Que l'Orient progresse, que la liberté y prenne racine, que des peuples forts s'y constituent, qu'une civilisation nouvelle ranime et remplisse ce grand corps languissant de l'empire ottoman : voilà le but nécessaire de la politique française sur le Bosphore. Il fut sans doute un temps où l'opinion était d'un autre avis, où, frappée de cette décadence, de cette torpeur, de cette immobilité en apparence systématique et irrémédiable de la race musulmane, elle se fût prêtée volontiers à des idées de partage qui eussent établi sur les ruines de ce vieil empire plusieurs petits peuples protégés par l'Europe, c'est-à-dire livrés aux influences rivales de la diplomatie européenne et embarrassés dans leurs allures par les convenances et le génie particulier des nations protectrices. C'était le plus sûr moyen d'étouffer la vie en détruisant toute originalité parmi ces peuples jeunes que l'on prétendait constituer, et c'eût été dans l'avenir, entre les cabinets de l'Europe, une intarissable source de difficultés, une cause permanente de conflits dangereux pour la paix. Il fut aussi un temps où, en vue de l'impossibilité de ce partage, on prenait assez facilement son parti des ambitions d'une puissance qui prétendait absorber à elle seule l'immense héritage d'Othman. A force de répéter que la Turquie était morte et que la Russie convoitait cette succession, l'on avait fini par envisager l'éventualité d'une conquête russe comme la solution inévitable de la crise prolongée de l'Orient. Par ignorance, par faiblesse d'esprit ou par de faux raisonnemens politiques, on s'abandonnait avec complaisance à cette idée; mais, depuis que les faits ont révélé tant de germes de vitalité dans les populations chrétiennes et tant d'élémens d'une civilisation originale et vigoureuse, depuis qu'il est devenu clair que la race ottomane, en sortant de son orgueilleux isolement pour s'unir à ces peuples, peut elle-même se rajeunir, on s'accorde à reconnaître que défendre l'intégrité de l'empire ottoman, c'est défendre à la fois le droit des Turcs, l'avenir des chrétiens et une civilisation qui commence.

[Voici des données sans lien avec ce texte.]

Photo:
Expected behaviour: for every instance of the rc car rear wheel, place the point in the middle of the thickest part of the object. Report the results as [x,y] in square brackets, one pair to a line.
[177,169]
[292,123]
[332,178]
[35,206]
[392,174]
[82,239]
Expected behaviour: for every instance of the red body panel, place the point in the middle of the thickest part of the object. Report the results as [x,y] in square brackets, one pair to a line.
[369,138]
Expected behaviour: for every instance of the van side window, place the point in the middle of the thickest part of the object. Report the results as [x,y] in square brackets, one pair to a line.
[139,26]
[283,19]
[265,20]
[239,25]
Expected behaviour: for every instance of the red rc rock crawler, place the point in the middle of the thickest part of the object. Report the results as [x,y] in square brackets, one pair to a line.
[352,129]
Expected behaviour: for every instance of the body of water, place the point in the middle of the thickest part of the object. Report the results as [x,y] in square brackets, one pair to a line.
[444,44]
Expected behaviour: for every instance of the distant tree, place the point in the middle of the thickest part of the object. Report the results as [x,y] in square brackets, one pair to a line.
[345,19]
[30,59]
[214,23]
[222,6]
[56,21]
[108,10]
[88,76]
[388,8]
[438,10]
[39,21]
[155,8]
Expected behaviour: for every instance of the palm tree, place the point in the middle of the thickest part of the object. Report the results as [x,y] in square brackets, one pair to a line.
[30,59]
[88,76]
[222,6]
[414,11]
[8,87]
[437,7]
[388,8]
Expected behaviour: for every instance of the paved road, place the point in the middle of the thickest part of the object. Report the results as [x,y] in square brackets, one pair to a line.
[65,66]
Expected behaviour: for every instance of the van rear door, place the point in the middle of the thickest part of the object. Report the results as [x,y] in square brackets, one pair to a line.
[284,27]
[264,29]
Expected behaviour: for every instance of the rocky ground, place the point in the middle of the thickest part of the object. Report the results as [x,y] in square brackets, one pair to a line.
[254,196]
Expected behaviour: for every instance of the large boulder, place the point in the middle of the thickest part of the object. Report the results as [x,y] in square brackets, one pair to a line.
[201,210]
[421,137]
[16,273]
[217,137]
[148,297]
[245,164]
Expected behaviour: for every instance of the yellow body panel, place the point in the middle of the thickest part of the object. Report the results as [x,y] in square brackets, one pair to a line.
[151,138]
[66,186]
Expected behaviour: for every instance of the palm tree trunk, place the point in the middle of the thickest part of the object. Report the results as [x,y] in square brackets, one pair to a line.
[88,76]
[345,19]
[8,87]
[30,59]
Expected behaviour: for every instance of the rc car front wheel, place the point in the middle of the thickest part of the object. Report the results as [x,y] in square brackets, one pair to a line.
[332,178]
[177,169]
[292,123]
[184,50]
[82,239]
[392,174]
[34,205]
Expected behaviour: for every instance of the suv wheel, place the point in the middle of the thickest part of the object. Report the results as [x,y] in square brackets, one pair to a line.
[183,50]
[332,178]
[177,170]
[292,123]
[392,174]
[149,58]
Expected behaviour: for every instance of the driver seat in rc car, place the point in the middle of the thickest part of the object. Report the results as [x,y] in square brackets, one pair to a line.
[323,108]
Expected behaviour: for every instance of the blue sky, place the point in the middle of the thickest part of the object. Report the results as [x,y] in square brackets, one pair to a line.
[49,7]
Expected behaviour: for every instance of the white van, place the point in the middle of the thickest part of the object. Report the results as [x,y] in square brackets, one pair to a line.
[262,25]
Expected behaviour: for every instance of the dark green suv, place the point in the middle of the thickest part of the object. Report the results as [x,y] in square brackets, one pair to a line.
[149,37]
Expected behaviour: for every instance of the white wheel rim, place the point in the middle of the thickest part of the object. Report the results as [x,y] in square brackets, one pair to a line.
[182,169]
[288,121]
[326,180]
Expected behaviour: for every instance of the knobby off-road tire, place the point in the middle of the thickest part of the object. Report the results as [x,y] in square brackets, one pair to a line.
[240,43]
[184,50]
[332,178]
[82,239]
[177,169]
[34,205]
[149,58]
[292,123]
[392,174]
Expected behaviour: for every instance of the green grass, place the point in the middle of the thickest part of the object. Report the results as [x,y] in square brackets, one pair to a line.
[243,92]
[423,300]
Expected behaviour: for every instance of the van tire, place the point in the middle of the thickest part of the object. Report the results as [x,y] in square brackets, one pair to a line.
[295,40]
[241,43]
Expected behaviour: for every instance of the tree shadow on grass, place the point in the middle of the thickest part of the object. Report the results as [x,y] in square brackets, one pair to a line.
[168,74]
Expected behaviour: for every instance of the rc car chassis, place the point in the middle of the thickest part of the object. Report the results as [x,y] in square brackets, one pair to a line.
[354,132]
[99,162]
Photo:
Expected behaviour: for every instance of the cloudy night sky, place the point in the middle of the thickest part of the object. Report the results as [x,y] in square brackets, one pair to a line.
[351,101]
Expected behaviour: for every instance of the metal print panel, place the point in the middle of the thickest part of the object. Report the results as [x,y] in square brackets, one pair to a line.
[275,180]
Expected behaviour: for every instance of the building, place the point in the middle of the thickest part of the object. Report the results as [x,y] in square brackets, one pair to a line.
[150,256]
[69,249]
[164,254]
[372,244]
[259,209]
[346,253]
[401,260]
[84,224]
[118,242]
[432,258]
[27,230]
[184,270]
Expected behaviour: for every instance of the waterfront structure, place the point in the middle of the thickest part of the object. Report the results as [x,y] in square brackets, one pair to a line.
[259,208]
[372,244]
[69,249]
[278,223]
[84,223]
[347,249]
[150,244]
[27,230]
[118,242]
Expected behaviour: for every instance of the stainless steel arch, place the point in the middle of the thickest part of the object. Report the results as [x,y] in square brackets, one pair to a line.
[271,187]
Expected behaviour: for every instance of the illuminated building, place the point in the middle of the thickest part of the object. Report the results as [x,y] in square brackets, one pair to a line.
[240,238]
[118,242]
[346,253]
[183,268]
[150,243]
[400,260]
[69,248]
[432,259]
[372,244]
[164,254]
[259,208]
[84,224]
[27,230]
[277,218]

Du moment qu'il s'agit ainsi d'intérêt moral, le devoir de la France est tracé. A une époque où l'intérêt moral était identifié avec l'intérêt religieux, la diplomatie française était, dans la véritable et glorieuse acception du terme, protectrice des chrétiens de l'empire ottoman, et, à la faveur de ce protectorat, ses intérêts commerciaux et politiques se développaient à l'aise sur cette vaste étendue de terre et de mer. La concurrence commerciale de l'Angleterre et la rivalité religieuse de la Russie ont porté, depuis un siècle, de rudes atteintes à cette influence. Pourtant le plus grand dommage qu'elle ait éprouvé est venu, sans aucun doute, des négligences, des méprises, des fautes de la politique française. Au lieu de rester, suivant les traditions primitives de notre protectorat, les médiateurs des différends des Osmanlis avec les populations chrétiennes, nous avons, avec un funeste empressement, saisi toutes les occasions les plus futiles de prendre parti contre la Turquie. Nous avons adopté de gaieté de coeur toutes les mauvaises causes, embrassé tous ces fantômes sans consistance, toutes ces ambitions sans force qui surgissaient en face de la puissance ottomane, tantôt dans le Liban, tantôt en Égypte, tantôt ailleurs. Peut-être l'heure est-elle venue pour la France de sortir de ces tergiversations, de ces calculs erronés, et de reprendre franchement à Constantinople son rôle primitif de médiatrice entre les chrétiens et les musulmans. Ce rôle, aujourd'hui, consiste à seconder le mouvement par lequel ils sont poussés à s'allier dans le principe fécond de l'égalité des races. Le mouvement des races se règle sur des droits; le devoir de la France, c'est de les élucider, d'aider Turcs et chrétiens à les comprendre, à les poser en face de l'Europe; c'est, enfin, d'appuyer elle-même ces droits de l'autorité de son nom, s'ils n'agissent pas suffisamment par leur propre vertu. La forme et les conditions de cet appui regardent la prudence des hommes d'état; mais voilà du moins ce qu'indiquent les vieilles traditions de la France en Orient et les instincts de la démocratie moderne.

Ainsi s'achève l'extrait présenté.